Lukas duduk di kursinya, dengan kepala berdenyut-denyut nyeri. Ini adalah akibat dari insomnianya semalam. Dia hanya sempat tidur selama beberapa jam sebelum alarm berbunyi memekakkan telinga. Kepalanya terasa pusing dan berat, namun dia sudah memaksakan diri bangun demi menghadiri rapat penting ini. Tapi lihat apa yang terjadi!
Gadis angkuh itu tiba-tiba saja datang dan menjadi klien utamanya!
Itu benar-benar sulit dipercaya. Lukas merasa geram mengingat reaksi Louis yang terus meledek dirinya di depan sang ayah dan gadis itu. Sementara si gadis, sepertinya memang sengaja berusaha membalaskn dendam terhadapnya.
“Ah, s**l!” teriak Lukas di ruangan yang kosong. “Kenapa aku harus bertemu dia lagi di sini?”
Lukas dapat membayangkan kemarahan Armand Dirgantara setelah ini. Dia pasti akan menjadi bulan-bulanan dan bahan olokan di meja makan.
Kemarahannya semakin memuncak, teringat ada taruhan yang dia lakukan dengan teman-temannya semalam. Kalau saja dia bisa menaklukkan hati gadis angkuh itu, maka dia akan bisa menyelesaikan semua masalahnya sekaligus.

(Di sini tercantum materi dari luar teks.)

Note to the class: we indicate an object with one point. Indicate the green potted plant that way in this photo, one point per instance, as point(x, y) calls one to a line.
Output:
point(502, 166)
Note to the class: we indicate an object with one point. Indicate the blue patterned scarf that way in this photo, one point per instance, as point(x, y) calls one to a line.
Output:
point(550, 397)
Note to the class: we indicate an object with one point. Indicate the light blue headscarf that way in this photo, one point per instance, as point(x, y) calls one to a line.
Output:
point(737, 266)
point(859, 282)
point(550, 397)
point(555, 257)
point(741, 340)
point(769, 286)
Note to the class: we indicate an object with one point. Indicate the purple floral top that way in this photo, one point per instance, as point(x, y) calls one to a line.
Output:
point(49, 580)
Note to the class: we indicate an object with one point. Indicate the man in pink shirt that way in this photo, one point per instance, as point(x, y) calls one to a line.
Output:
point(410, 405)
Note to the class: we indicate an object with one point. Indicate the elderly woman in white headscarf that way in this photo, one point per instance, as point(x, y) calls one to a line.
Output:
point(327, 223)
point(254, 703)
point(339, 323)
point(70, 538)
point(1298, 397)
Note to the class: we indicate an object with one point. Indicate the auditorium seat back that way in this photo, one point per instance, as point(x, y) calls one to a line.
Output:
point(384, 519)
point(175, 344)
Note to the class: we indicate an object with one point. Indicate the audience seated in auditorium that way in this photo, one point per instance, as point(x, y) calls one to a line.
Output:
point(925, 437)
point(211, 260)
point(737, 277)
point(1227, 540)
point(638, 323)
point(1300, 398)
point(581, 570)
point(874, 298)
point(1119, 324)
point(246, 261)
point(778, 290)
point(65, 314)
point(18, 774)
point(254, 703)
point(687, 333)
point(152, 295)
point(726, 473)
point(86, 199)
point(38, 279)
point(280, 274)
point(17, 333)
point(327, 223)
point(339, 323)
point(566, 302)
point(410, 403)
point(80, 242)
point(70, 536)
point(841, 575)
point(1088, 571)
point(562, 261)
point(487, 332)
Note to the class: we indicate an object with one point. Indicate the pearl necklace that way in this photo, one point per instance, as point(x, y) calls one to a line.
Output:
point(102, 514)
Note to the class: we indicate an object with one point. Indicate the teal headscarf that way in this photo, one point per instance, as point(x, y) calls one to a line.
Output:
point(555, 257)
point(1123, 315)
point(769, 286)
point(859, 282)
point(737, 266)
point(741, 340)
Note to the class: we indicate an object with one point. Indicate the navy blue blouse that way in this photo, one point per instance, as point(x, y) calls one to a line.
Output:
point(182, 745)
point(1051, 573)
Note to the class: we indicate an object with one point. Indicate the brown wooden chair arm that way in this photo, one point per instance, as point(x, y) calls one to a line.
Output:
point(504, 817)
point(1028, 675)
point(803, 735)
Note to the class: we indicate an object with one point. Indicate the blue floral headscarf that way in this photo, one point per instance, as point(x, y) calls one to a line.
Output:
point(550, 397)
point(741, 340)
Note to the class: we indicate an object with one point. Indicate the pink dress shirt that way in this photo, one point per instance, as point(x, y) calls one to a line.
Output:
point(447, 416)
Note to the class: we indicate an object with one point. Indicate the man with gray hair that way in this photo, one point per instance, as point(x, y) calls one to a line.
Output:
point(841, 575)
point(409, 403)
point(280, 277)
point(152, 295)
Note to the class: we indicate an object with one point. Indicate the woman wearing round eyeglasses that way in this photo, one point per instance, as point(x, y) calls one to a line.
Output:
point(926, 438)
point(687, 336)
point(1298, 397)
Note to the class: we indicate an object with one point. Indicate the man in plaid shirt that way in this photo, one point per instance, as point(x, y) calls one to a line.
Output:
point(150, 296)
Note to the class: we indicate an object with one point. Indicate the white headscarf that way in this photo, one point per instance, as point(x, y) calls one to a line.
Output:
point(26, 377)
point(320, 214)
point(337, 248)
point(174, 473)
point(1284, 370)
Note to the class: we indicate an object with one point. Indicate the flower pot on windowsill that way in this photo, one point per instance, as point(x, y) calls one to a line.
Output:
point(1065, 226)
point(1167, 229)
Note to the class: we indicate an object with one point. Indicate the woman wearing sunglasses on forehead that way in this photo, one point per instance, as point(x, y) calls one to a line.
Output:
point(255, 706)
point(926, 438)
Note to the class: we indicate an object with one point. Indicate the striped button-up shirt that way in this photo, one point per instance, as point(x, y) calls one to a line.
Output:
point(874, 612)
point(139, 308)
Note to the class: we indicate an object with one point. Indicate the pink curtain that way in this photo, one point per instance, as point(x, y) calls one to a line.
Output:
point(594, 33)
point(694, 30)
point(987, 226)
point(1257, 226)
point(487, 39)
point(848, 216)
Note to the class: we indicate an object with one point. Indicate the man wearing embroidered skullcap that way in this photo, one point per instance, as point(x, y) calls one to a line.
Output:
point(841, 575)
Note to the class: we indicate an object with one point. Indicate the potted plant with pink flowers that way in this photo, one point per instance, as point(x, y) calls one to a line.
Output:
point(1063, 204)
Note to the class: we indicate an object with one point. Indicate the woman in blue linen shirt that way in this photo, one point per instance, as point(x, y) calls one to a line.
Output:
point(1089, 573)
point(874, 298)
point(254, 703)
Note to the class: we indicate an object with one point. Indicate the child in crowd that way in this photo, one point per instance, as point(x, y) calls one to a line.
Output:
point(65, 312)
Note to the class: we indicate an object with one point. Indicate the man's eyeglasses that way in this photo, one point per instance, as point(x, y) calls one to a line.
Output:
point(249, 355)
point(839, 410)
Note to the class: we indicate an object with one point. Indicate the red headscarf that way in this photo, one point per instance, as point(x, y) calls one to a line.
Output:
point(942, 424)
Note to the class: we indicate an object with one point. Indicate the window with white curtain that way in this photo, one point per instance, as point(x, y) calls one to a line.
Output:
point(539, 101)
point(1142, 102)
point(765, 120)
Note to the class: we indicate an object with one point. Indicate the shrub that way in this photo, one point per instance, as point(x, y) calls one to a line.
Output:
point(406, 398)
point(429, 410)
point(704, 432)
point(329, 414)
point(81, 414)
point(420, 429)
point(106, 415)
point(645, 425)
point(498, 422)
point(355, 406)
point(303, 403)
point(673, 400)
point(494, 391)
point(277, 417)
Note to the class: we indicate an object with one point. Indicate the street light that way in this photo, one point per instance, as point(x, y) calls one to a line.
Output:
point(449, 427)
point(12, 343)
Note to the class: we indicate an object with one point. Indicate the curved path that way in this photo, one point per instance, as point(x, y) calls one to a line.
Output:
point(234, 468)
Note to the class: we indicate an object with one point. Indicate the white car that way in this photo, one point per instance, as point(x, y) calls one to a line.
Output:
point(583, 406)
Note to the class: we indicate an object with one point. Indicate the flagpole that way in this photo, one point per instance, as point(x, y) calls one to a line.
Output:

Memenangkan taruhan, mendapatkan kembali posisinya di kantor dan kebanggaan di mata sang ayah. Itu semua akan dia dapatkan jika dia berhasil memikat gadis bernama Alexis itu.
Lukas tersenyum samar, sembari memutar-mutar kursinya dengan riang.
“Tunggu saja, Alexis! Aku akan membuat dirimu bertekuk lutut di depanku!” ucap Lukas berikrar kepada diri sendiri.
Tapi sebelum itu, dia harus mencari cara untuk dapat mendekati gadis itu. Bagaimana caranya?
Lukas bangkit berdiri, lantas segera pergi ke ruangannya. Dia harus mulai mencari tahu segala sesuatu tentang Alexis dulu. Jika dia mengetahui banyak hal tentangnya, maka akan lebih mudah untuk mencuri hatinya. Lukas harus bertindak hati-hati, menghadapi putri es yang dingin itu.
Tapi, dia begitu percaya diri akan bisa melakukannya. Dan jika dia berhasil mencengkeramnya, maka dia tidak akan melepaskan gadis itu, meski dia memohon-mohon sekalipun!